Prometeia, the global leader in Risk Management consulting and software solutions, has released a new version of its ERMAS Suite enriched with an innovative tool to simulate the hedging strategies. Hedging Strategy automatically creates, modifies, and simulates interest rate swaps or currency swaps as necessary to achieve the target exposure associated with interest and/or exchange

  • Editorial Team
  • August 3, 2017
  • 2 minutes

Prometeia, the global leader in Risk Management consulting and software solutions, has released a new version of its ERMAS Suite enriched with an innovative tool to simulate the hedging strategies.

Hedging Strategy automatically creates, modifies, and simulates interest rate swaps or currency swaps as necessary to achieve the target exposure associated with interest and/or exchange rates fluctuations, under a specific market scenario, to more effectively support the interest rate risk management process.

“Our solutions for ALM analysis are the result of continuous research and innovation to improve and increase methodologies and techniques for measuring the bank’s exposure to interest rate risk,” says Andrea Partesotti, Head of Enterprise Risk Management Area at Prometeia. “The development of more sophisticated tools, such as hedging swap strategies, aims to better support our clients in measuring, monitoring and controlling interest rate risk and also responding to regulators’ requests.”

The hedging strategy tool allows the user to define the following strategies, which can also be combined and calculated simultaneously:

  • – roll-over of the swaps maturing in a specified time bucket to maintain, increase or decrease the hedging percentage or to achieve the target interest rate risk exposure
  • – unwinding of the swaps existing in a specified time bucket to modify or maintain a specific interest rate risk exposure.
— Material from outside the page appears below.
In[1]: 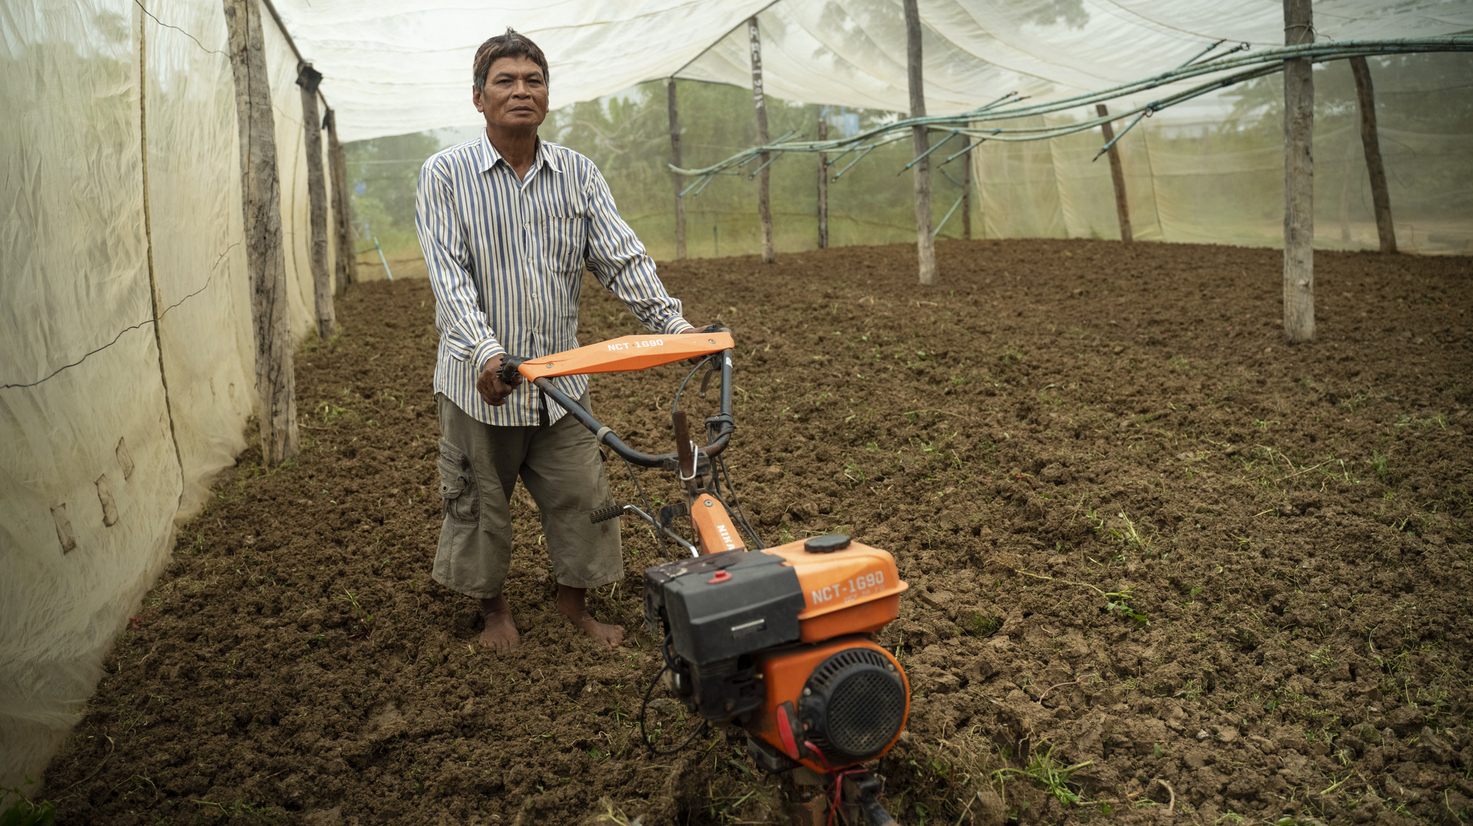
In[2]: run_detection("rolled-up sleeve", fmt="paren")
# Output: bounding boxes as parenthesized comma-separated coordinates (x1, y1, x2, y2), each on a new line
(416, 157, 504, 374)
(581, 166, 693, 335)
A total or partial unwinding strategy can be defined at single deal level or for multiple swaps
  • – hedging underlying to hedge a portfolio of fixed rate assets or liabilities. Total or partial hedging of the underlying amount can be set. Behavioural hypothesis, e.g. prepayment assumptions, can be applied to underlying outstanding profile, as an alternative to the contractual profile. Therefore a macro-hedge of portfolio of asset or liabilities can be simulated, e.g. loans portfolio, to reduce or mitigate the interest rate risk exposure
  • – data entry is also available to feed swap or interest rate options with custom financial characteristics for inclusion in the simulation.

ERMAS pivot reporting and graphical dashboard tools are also available to analyse the hedging portfolios and to support the user in the configuration of the hedging strategies, selecting the most relevant breakdown dimensions and notional or principal flow measures for underlying instruments and hedging swaps.

ERMAS, the new generation of value-centric risk solutions, is used by over 200 clients in more than 20 different countries to support their critical decisions and to comply with local and international regulatory requirements.